Blink and you’ll miss the key line at 1:15 of the clip below — but a lot of political media didn’t miss it, as it represents the first polite pushback lately from Team Ryan that what Trump fans are calling “RyanCare” is actually TrumpCare too. With a few notable exceptions like Sean Hannity, most of Trump’s media base is all-in against the bill and nudging him to ditch it and scapegoat Ryan for it. Breitbart is openly trying to drive a wedge between Trump and the Speaker; Newsmax CEO Chris Ruddy, a friend of Trump’s, published an op-ed yesterday encouraging him to abandon the House bill; and now Eric Bolling is out with a column titled “RyanCare is still ObamaCare. Here are five ways to start over.” Meanwhile, Trump’s five days away from holding a televised rally in Kentucky to sell the bill, which, if it happens, will probably be the point of no return for him in escaping blame for its eventual failure. The scapegoating situation is thus urgent. If the bill is doomed and someone has to take the fall, Trumpers know that the time to pin it on Ryan and run like hell is now. When the legislative going gets tough, the tough get going out the door.

If that happens, we’ll see how aggressive Ryan is in reminding America that this bill was co-written with the White House, not something he came up with one night in his evil dungeon laboratory. In fact, if there are any sinister machinations happening here, Team Trump may be guiltier than Ryan is. Noah Millman can’t help noticing that having this bill tank and having Ryan dragged down with it would fit certain White House agendas quite nicely:

It would normally be strange for a Republican president to want his own party’s majority to suffer a major black eye like that. But this is Ryan’s bill, and Trump has no love for Ryan. Moreover, inasmuch as Bannon is in competition with Ryan-ally and Chief of Staff Reince Priebus for influence over the White House’s agenda, it’s very much in his interest specifically for Ryan to fail. The collapse of the AHCA would be a massive failure — and would likely invite a leadership challenge.

And if it failed quickly, it would be easy for Trump to blame Ryan for getting it wrong, tinker with ObamaCare around the edges (particularly in ways that could be done without even passing legislation), and then when the exchanges don’t collapse claim he fixed them.

After all, the same CBO report that said the AHCA would cost 24 million people their insurance said that the much-heralded death spiral isn’t coming all that soon. Trump could yell at a bunch of insurance executives, watch premiums stabilize, and claim victory.

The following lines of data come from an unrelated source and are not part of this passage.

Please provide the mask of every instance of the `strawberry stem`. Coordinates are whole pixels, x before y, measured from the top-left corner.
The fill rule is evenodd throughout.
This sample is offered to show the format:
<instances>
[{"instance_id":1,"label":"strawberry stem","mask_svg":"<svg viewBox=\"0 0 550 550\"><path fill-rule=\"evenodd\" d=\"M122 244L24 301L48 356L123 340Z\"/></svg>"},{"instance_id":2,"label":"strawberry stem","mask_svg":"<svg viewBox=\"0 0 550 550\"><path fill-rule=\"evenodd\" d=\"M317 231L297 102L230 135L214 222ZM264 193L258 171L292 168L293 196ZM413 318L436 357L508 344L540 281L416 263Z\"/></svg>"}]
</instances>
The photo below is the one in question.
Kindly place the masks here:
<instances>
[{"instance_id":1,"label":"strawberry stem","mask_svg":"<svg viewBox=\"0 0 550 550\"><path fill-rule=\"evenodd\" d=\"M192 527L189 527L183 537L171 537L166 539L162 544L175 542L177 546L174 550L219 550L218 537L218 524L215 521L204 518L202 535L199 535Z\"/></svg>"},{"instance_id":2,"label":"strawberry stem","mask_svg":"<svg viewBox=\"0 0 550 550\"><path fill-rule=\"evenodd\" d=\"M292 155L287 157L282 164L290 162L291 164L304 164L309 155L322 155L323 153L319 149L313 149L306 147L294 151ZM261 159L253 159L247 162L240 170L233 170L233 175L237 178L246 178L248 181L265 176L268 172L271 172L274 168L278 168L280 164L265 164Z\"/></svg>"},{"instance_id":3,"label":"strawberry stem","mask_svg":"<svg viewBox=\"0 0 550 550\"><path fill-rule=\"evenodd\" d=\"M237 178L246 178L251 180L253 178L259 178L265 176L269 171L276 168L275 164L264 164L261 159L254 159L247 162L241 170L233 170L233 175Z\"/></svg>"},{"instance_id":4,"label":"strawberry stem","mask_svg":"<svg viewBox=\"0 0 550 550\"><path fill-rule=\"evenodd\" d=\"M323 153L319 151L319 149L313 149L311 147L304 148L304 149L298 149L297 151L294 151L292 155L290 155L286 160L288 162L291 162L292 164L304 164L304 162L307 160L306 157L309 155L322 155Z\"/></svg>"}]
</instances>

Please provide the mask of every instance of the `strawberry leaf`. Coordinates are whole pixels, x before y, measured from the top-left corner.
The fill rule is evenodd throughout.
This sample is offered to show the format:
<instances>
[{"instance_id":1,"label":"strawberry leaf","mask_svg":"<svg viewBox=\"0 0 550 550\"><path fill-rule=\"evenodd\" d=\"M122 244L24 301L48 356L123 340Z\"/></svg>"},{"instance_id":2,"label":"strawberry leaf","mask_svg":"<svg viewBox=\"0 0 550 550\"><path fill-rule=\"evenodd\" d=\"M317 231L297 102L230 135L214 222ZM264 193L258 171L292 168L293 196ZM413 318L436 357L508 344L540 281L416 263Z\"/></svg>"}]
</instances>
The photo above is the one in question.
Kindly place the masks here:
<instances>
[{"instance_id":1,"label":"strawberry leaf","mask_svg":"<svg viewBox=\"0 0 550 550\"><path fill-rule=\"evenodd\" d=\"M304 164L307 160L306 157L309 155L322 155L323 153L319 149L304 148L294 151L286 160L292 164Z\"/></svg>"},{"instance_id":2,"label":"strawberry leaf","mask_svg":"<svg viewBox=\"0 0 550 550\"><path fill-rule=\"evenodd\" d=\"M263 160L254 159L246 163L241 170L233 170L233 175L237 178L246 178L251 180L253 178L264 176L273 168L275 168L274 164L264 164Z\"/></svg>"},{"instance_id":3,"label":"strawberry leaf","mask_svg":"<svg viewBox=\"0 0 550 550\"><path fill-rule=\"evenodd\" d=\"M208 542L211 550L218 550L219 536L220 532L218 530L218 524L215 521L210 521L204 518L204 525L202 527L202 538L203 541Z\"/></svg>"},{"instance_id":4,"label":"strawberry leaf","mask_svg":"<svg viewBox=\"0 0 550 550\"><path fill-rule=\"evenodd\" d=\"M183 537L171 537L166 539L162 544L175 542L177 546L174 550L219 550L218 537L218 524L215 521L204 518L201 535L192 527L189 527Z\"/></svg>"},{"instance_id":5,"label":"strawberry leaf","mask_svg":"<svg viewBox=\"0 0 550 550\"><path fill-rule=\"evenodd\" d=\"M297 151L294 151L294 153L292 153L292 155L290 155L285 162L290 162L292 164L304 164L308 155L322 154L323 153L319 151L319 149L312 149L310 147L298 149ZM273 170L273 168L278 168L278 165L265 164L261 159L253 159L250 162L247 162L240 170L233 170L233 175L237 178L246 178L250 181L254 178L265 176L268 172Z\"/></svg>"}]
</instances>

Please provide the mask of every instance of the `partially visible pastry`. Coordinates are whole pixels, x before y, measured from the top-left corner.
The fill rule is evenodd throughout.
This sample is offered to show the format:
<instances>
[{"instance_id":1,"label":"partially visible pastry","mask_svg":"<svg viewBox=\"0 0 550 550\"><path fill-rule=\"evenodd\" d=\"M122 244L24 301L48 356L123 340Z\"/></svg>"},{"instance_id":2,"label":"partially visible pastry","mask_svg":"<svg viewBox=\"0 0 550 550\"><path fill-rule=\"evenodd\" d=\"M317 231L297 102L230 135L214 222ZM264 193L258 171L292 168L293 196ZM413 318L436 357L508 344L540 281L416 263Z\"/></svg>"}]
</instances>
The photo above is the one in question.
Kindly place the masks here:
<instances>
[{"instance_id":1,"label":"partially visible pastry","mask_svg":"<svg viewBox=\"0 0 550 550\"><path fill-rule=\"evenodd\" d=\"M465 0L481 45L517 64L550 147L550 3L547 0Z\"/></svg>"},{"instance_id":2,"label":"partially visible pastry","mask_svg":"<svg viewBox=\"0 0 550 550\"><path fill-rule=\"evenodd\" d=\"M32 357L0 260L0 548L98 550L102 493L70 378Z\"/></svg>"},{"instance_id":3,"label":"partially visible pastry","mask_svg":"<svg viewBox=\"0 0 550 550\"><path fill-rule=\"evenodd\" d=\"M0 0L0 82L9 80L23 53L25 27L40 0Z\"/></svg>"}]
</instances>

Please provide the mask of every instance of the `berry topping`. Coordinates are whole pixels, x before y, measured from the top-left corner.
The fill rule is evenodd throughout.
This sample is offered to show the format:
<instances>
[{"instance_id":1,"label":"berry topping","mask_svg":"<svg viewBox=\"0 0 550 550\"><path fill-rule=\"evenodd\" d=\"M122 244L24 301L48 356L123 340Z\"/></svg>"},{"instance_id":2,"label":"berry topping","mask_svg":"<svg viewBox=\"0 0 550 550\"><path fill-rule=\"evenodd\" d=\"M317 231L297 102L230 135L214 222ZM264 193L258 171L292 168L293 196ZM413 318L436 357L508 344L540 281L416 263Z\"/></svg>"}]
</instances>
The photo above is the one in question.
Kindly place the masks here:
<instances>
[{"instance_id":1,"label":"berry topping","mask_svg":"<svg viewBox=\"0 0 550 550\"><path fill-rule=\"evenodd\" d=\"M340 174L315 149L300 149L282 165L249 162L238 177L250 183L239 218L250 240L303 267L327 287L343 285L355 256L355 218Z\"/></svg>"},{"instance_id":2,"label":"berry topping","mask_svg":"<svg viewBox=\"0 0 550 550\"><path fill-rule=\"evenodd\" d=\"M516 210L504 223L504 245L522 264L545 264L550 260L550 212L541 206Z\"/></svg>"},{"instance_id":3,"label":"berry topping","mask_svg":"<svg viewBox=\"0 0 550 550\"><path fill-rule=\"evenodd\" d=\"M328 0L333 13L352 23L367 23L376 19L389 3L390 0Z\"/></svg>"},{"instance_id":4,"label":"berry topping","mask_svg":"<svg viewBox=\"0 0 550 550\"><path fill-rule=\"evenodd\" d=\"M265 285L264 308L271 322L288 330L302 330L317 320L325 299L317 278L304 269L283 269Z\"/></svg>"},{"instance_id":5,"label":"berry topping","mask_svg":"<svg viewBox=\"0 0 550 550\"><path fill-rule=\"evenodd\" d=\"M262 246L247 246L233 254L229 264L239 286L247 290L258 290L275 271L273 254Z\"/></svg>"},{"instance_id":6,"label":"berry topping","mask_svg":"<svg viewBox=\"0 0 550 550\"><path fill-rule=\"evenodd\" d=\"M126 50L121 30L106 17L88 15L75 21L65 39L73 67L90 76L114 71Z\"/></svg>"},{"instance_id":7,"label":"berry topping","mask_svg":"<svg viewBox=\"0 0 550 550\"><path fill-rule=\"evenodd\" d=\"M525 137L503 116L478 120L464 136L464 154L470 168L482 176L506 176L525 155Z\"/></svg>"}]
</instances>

Even better for Trump, Millman argues, would be if the bill collapsed in the House because of the conservative Freedom Caucus, which would give him an opening politically to reach out to Democrats on grounds that a thoroughly right-wing alternative to ObamaCare obviously can’t pass. Could Trump and Bannon be plotting a grand failure here that gives them leeway to move towards the populist center? Well … no, probably not, for the simple reason that failure is anathema to Trump’s self-image and in this case would be a heavy blow to expectations that he’ll bend the GOP in Congress to his will through sheer audacious bravado. He’s staked a lot of political capital on choosing this fight as his opening battle instead of, say, a jobs program. The longer this drags on, the less time there’ll be to pass other parts of Trump’s agenda. But even if the White House isn’t hoping the bill tanks, they may be okay with the bill tanking. It’s hard to argue with this logic:

He’s not committed to this bill, whether he co-wrote it or not; he’s not committed to any bill, really, apart from something that keeps his threshold promise of getting rid of ObamaCare. Which is why Trump media is pushing him right now to turn on Ryan and find another way. They know they don’t have to push hard, especially if they’re pushing in concert, and the sooner he’s free of this albatross, the sooner he can start on more populist legislation, like infrastructure.

Here’s Ryan. As I say, the key line about writing the bill with Trump is at 1:15. (He also makes a point of noting that the president opposes the “clean repeal” strategy favored by conservatives like Jim Jordan, for the understandable reason that if the Senate doesn’t use reconciliation to try to replace parts of the system, they’ll never be able to find 60 votes to do so later through normal Senate procedure.) Exit question: Ryan says at one point here that this is the bill the GOP ran on last year. Er, it is? I thought they didn’t have a plan until about two weeks ago. How many Republican voters had the slightest inkling last year that this is what the GOP replacement proposal for ObamaCare would look like?